Uterine prolapse in old age - causes

      • Consequences of labor. Numerous, pathological and multiple births lead to weakening of muscle tissue, which makes itself felt only during menopause. Weakened muscles that are unable to hold the uterus in its anatomical position lead to its prolapse.
      • Excess weight. Under the influence of various factors, the female body can gain a lot of weight. Extra pounds put a lot of pressure on the pelvic muscles, thereby causing prolapse of the uterus.
      • Problems with stool. Older women often complain of constipation. Disturbances in bowel function and the strong straining that accompanies them increase intra-abdominal pressure and contribute to the development of the disease.
      • Unhealthy Lifestyle. Long years of hard work, regular overload, poor diet - uterine prolapse is often a consequence of such unhealthy habits.
      • Playing sports that involve lifting weights and tensing your abdominal muscles.
      • Hernias and displacements of organs that are located behind the pelvis.
      • Hormonal disorders.
      • Deformation of the pelvic floor resulting from trauma.
      • Obstetric manipulations - the use of forceps, manual extraction of the child with a breech presentation.
      • Congenital malformations of the pelvis.
      • Severe and prolonged cough.
      • Physique features – infantilism, asceticism.
      • Heredity.

This video talks about genital prolapse:

Important! The immediate cause of uterine prolapse and prolapse is a complex of causes. A single factor cannot lead to the development of the disease.

Signs of uterine prolapse in older women

Partial or complete uterine prolapse in older women can be recognized by the following symptoms:

      • Painful discomfort in the genital area and lower back. The pain is aching in nature, intensifies if a woman sits in one place for a long time, and subsides when changing body position;
      • Sensation of a foreign body in the vagina;
      • Disorders of defecation and urination;
      • False urge to urinate;
      • Difficulty walking;
      • Inflammatory processes in the pelvic organs - discharge from the genital tract, cystitis, pyelonephritis, urolithiasis, etc.
      • Development of varicose veins of the lower extremities. Occurs as a result of disruption of blood supply and venous outflow of blood.

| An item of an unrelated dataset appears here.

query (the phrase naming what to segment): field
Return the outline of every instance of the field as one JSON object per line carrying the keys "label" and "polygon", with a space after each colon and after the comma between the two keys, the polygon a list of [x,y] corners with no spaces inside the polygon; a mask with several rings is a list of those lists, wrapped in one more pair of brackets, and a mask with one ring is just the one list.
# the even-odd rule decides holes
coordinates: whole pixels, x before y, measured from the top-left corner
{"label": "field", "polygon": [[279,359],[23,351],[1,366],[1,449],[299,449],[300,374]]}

Many women do not respond to the symptoms of the disease, dulling the pain with pills and leaving a visit to the doctor for later. The result of such delay is complete prolapse of the uterus, which can only be eliminated surgically.

Diagnostics

In old age, the disease develops more intensively than in young people. Therefore, it is extremely important to diagnose it in time.
Patients with uterine prolapse undergo an ultrasound examination of the pelvic organs, colposcopy, smears and cultures to determine the vaginal flora, proctological and urological examination by specialists.

Drug treatment

Treatment of uterine prolapse without surgery involves the use of supporting implants (pessaries or rings) made from bio-inert synthetics and biological material. A pessary inserted into the vagina actually supports the cervix and prevents it from descending.

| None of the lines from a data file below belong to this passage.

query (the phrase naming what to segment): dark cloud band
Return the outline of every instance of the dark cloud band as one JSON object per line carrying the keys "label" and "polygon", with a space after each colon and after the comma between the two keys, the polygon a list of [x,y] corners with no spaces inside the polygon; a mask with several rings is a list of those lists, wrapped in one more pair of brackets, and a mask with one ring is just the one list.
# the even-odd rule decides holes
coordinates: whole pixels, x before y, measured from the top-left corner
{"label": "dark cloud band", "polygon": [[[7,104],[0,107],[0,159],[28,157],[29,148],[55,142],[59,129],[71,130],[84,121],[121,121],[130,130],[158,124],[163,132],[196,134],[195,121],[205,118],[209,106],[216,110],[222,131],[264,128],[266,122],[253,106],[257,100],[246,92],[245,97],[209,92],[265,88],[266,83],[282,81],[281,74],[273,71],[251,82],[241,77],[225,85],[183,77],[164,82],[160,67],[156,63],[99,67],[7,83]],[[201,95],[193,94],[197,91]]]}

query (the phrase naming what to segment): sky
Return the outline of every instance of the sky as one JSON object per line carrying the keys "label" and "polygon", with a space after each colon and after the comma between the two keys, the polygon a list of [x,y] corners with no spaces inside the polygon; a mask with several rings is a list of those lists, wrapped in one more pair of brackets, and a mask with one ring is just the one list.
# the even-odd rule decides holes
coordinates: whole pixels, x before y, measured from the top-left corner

This method is used in the first stages of the disease and is considered the most effective. A woman will have to walk with a support ring for the rest of her life, because self-healing of muscles in old age is almost impossible
When wearing an implant, you need to douche daily with disinfectant solutions and adhere to personal hygiene rules. At night, the ring must be removed and disinfected. Otherwise, inflammatory processes may develop. After receiving advice, the woman will be able to remove the pessary independently.

What else to do if the uterus prolapses in old age? In the first stages, drug therapy is practiced, which can only be prescribed by a doctor. These are mainly medications with a high dosage of female sex hormones (estrogens), as well as hormonal ointments that are injected into the vagina.